Presently, SEBI’s rules require such large companies to offer at least 5% of their equity in the public market and raise a minimum of ₹5,000 crore. If the proposed changes are approved, the equity dilution requirement will be halved, but the fundraising threshold will increase, allowing companies to collect more capital while releasing fewer shares to the public. The move is seen as a way to balance market demand with the capital-raising needs of large firms, especially in an environment of high valuations and evolving investor appetite.
This regulatory shift could directly benefit several high-profile firms preparing for public listing, including the National Stock Exchange (NSE), Reliance Jio Infocomm, PhonePe, and Flipkart. For instance, NSE is expected to go public in 2026 with a valuation exceeding $50 billion. Similarly, Reliance Jio, valued at over $150 billion, is a likely IPO candidate. Walmart-backed PhonePe and Flipkart are also gearing up for potential listings, possibly in the Indian market.

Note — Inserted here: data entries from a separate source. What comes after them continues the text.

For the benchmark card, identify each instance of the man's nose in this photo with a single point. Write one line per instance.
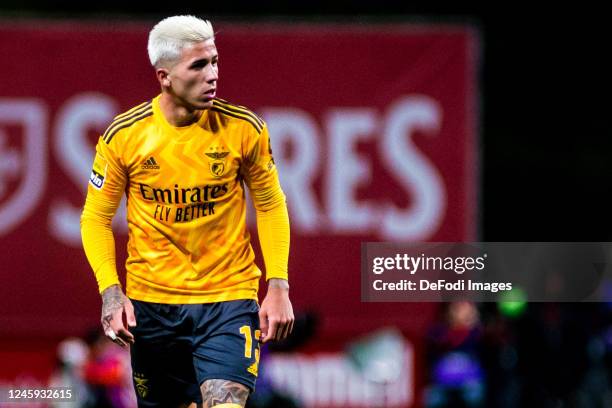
(212, 74)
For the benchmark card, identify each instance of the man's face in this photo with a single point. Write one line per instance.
(193, 80)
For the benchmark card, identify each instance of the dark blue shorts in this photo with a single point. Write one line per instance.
(178, 347)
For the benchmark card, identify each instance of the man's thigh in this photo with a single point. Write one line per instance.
(162, 359)
(226, 351)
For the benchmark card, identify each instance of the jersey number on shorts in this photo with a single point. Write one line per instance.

The proposal is being reviewed by a sub-group within SEBI’s primary market advisory committee. Sources familiar with the discussions suggest the panel is inclined to recommend the new rule, citing broad consensus among committee members that promoters should have the flexibility to dilute less equity in public offerings.
The rationale behind this move is to provide an exit path for early investors without exerting excessive pressure on the stock market or the company's share structure. According to a top investment banker, large firms often do not need a substantial influx of fresh capital, but they do need to provide liquidity to early backers. Conducting an IPO with a smaller equity dilution still gives retail and institutional investors access to high-quality companies while allowing the company to meet regulatory norms over time.
SEBI has allowed similar exceptions in the past. A notable example was the IPO of Life Insurance Corporation (LIC) in 2022. Although the general rule required a 5% equity float, the government was permitted to offload only 3.5% of LIC’s shares. LIC, with a valuation of ₹6 lakh crore, managed to raise ₹21,000 crore through the offering. Additionally, SEBI had allowed LIC to bypass the standard lock-in period for anchor investors, indicating its willingness to adapt rules for large and strategic IPOs.
Challenges faced by promoters when launching massive IPOs include difficulties in generating sufficient demand and potential disruption of market liquidity. Large issues may absorb too much capital from the market, causing imbalances. The revised rules could ease these concerns by allowing for more manageable offerings.
Several large IPOs over the past year have demonstrated the scale of capital raised: Hyundai Motors raised ₹27,000 crore, Swiggy raised over ₹11,300 crore, NTPC Green secured ₹10,000 crore, and HDB Financial Services raised ₹12,500 crore just last month. For any IPO exceeding ₹10,000 crore, direct approval from the SEBI chairman is required.
In conclusion, if implemented, SEBI’s proposed relaxation could facilitate more flexible and efficient listings for large companies, aligning public market requirements with capital needs and investor expectations, while easing the burden on both promoters and the financial markets.